Canonization celebrated in Saskatoon
By Kiply Lukan Yaworski
SASKATOON — The beat of the drum, the spirited movement of dancers, and the joyful praise of the people filled the Cathedral of the Holy Family Oct. 21 at a diocesan celebration marking the canonization of St. Kateri Tekakwitha.
Earlier that day in Rome, Pope Benedict XVI named the young First Nations woman one of seven new saints for the church.
Among the Canadian pilgrims who travelled to Rome for the canonization was Debbie Ledoux, representing the Diocese of Saskatoon as a member of Our Lady of Guadalupe Parish, which serves First Nations, Métis, Aboriginal and non-Aboriginal people in the heart of Saskatoon.
Gayle Weenie, First Nations elder and pastoral associate at Our Lady of Guadalupe Parish, opened the diocesan celebration at Saskatoon’s new cathedral with words of welcome, and an explanation of some of the First Nations traditions that were part of the mass, including smudging, drumming, praying in the four directions and using a star blanket to hold the gift offering.
“When the late Pope John Paul II came to visit us, he told us that we had permission to use our culture and our language, so that is what we do,” Weenie said.
Bishop Donald Bolen presided at the mass of thanksgiving, concelebrating with Our Lady of Guadalupe priest moderator Rev. Mick Fleming, Msgr.
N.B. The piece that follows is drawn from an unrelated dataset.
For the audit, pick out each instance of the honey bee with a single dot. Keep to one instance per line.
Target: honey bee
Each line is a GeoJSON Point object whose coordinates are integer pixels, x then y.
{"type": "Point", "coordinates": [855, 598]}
Raymond Senger, and many other priests.
Visiting dignitaries included Vice-Chief Simon Bird of the Federation of Saskatchewan Indian Nations, Councillor Caroline Dagnault of Fishing Lake First Nation, and Robert Doucette, president of Métis Nation Saskatchewan.
“St. Kateri knew what it was to be a disciple of Jesus. She stands as an example of a faithful First Nations woman who pays the price of discipleship, who hears Jesus’ challenge and says: I will follow you wherever you lead,” said Bolen.
“She was known for her piety, for her care of other people,” Bolen described, adding that St. Kateri is also remembered for the simple motto: “Let me know what the will of God is, so that I can do it.”
At her death in 1680 at the age of 24, Kateri Tekakwitha’s last words were “Jesus, I love you,” as recorded by the Jesuit missionaries who wrote about her life, her sufferings and her devotion to God.
Bolen acknowledged the importance of enculturating the Gospel in all traditions, quoting Pope John Paul II: “The Gospel of Jesus speaks all languages, it respects and embraces all cultures,” he said.
“It’s a beautiful thing today that we entered with drumming and with dancers,” added Bolen. “May we continue to receive gifts from each other. May the whole church welcome the gifts that our First Nations and Métis peoples desire to bring, so that we might grow ever closer to Christ.”
At the start of mass, Bolen blessed a statue of St. Kateri Tekakwitha that was placed in front of a small teepee near the altar. During the celebration, children brought forward lilies and plants sacred in First Nations tradition.
In addition to traditional First Nations drumming and singing, the choir of Our Lady of Guadalupe Parish provided music ministry during the celebration.
At the conclusion of mass, a relic of St. Kateri from the altar of St. Paul’s Co-Cathedral was brought forward for prayer and veneration — again enthroned in a small teepee.